El ministro salió en su propia defensa poco más tarde, explicando que al haber dos computadoras cada una con un valor de 1, sumarían 2. Lo que no se explica es por qué no indicó la sumatoria con signos de +, como en las dos ecuaciones anteriores, ni por qué hay una notebook más pequeña que la otra arriba y a su derecha al estilo de cualquier potencia. ¿Su explicación? La grieta matemática (sic).

 

 

 

 

 

 

 La Argentina se posiciona entre los últimos lugares de todo el mundo en tanto nivel educativo desde hace años, como lo indican los resultados de las pruebas PISA. Lo que es más, matemática es la disciplina donde más bajo caemos: de 6 niveles en que se divide la escala para evaluar el desempeño, el 70% de nuestros alumnos en 2018 entró en el nivel 1 o más bajo. “La proporción de estudiantes con niveles de desempeño bajos o muy bajos muestra una tendencia creciente a lo largo de los años”, según el informe de la OCDE de hace semanas.
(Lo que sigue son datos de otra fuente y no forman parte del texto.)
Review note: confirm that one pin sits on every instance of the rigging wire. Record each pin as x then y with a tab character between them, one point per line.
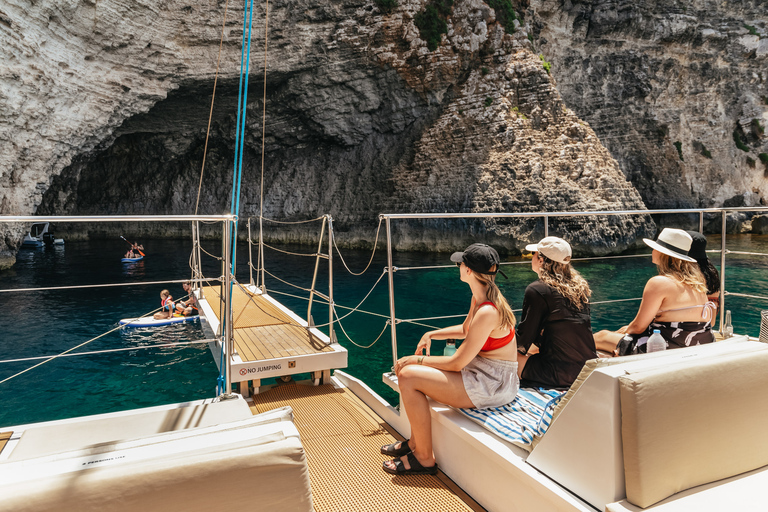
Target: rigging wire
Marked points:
70	350
350	339
111	285
375	245
109	351
303	254
213	98
290	221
Por debajo del promedio en América Latina, y por supuesto muy por debajo del mundial.

 

El incidente de Trotta no es sino un reflejo del tristísimo nivel de nuestras escuelas, y presenta un panorama desolador respecto de la posibilidad de eventualmente superarnos. Que el Ministro de Educación de la República no alcance el nivel en matemática que debería tener un adolescente de tercero de secundaria como para resolver una simple potencia, o para reconocer que estaba utilizando la notación de la potencia en lugar de la de la suma, siembra pavor a poco más de un mes para el inicio de clases.

 

Un país de iletrados e ignorantes difícilmente pueda salir adelante en el mundo de hoy en día. Carreras estratégicas como las ingenierías acumulan una ínfima cantidad del total de los graduados universitarios del país, a pesar de que nuestro desarrollo dependa en gran parte de ellos. Como indicaron las pruebas Aprender 2016, no es por falta de intención: la mayor dificultad es el paso de la escuela a la educación superior. Los alumnos del último año de secundario tienen serias dificultades para resolver problemas matemáticos sencillos (al igual que el Ministro).

 

En las escuelas públicas es donde la cuestión se pone especialmente alarmante: el 80% está en el nivel básico o inferior (en contraste con el 50% en las privadas). Con una base por debajo de la mediocridad, difícilmente puedan ingresar a la universidad, que a pesar de su gratuidad continúa siendo un privilegio para pocos.

 

La Argentina condena a sus niños pobres a la miseria de por vida. Como no haya un pronto cambio radical en el sistema educativo, nos continuaremos encaminando al subdesarrollo y a una sociedad profundamente clasista, cada día menos igualitaria.

 

 

*La autora de esta nota desea publicar bajo el pseudonimo Mon Mon.